Archipelago
My creative process is like an archipelago.
There is no plan.
No predefined scenario, no invisible storyboard that precedes my images. My photographic work follows neither a strict method nor a production logic. It unfolds like an archipelago: through fragments, through successive emergences. A first image appears. It doesn’t respond to any internal command; it presents itself, like an apparition. At times, it imposes itself—gently, yet insistently, like a quiet obsession. Then another image comes along, one that connects—not by meaning, nor by subject—but by a subtler, more secret thread: a light, a breath, a shared intensity.
And so an archipelago slowly forms. Not a series in the strict sense, but a constellation of visual islands, linked by invisible currents. I don’t try to explain these connections. They exist, and that is enough. Sometimes it's the silences that resonate between the images; sometimes it’s the gaps, the margins, or what resists clarity.

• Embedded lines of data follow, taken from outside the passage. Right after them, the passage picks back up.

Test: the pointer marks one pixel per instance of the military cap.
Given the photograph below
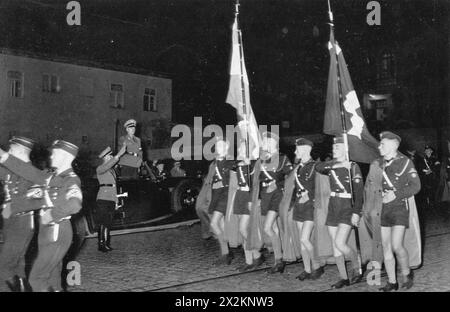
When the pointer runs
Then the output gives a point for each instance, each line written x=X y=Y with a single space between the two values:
x=272 y=135
x=390 y=136
x=130 y=123
x=26 y=142
x=66 y=146
x=339 y=139
x=303 y=141
x=107 y=151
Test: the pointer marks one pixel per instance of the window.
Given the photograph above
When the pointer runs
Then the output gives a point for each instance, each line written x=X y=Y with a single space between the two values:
x=116 y=95
x=15 y=79
x=50 y=83
x=150 y=104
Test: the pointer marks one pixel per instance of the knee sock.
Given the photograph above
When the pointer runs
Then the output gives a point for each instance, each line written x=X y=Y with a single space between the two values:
x=248 y=254
x=223 y=245
x=340 y=262
x=276 y=244
x=403 y=261
x=256 y=254
x=306 y=260
x=353 y=256
x=390 y=269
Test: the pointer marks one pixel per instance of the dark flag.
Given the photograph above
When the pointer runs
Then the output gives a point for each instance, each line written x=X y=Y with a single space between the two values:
x=363 y=147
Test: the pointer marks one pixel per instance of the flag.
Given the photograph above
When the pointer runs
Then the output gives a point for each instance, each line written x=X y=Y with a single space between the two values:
x=363 y=147
x=239 y=95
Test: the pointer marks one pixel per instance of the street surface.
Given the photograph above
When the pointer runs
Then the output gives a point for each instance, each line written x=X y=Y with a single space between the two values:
x=179 y=260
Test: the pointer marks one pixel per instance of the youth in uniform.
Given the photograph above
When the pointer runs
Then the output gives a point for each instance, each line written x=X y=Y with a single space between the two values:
x=274 y=168
x=245 y=172
x=132 y=160
x=18 y=219
x=303 y=213
x=343 y=211
x=107 y=196
x=219 y=198
x=400 y=181
x=63 y=197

I work this way, in a kind of floating attention. I let the images respond to each other, brush against one another, sometimes contradict themselves. Only later does the whole begin to take shape. A series never starts with a title: it emerges once the images begin to organize themselves, to whisper a kind of coherence. Meaning is not given—it surfaces. And often slips away the moment you try to grasp it.
My approach is slow, organic. Nothing is fixed. A series is never truly finished. I often return, months or years later, to a body of work I thought complete. I shift images, remove some, add others. Start over. Each series contains, in potential, another possible series—a parallel version of what might have been.

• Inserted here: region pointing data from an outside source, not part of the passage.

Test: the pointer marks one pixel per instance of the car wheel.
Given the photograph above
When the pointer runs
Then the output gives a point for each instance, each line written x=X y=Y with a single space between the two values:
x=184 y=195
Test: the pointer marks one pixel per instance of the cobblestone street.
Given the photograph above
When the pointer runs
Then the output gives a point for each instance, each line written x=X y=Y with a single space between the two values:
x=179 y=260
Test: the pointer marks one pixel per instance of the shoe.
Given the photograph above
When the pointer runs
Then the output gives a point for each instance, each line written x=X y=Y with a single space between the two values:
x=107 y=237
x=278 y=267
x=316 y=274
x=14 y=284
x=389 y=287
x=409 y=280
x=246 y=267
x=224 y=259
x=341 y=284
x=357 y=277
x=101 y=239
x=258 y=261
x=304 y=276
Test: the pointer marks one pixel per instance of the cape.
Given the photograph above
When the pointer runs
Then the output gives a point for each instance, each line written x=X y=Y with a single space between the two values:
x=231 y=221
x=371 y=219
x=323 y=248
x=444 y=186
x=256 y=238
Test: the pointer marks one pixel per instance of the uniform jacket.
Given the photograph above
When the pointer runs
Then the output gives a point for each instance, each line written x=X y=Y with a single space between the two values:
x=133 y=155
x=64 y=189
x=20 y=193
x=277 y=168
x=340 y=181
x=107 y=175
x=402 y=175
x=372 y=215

I am not trying to illustrate a thesis. I do not document. I dwell instead in that uncertain in-between, where the image becomes a space for questioning—of time, of absence, of what eludes us. My photography is not here to provide answers, but to open things up. It invites a form of attention, of presence to the world—its folds, its fractures, its breathing.
To create, for me, is this: to inhabit a shifting archipelago. To accept that the path is made by walking. To remain open to the unexpected. And above all, to let the image speak before the words.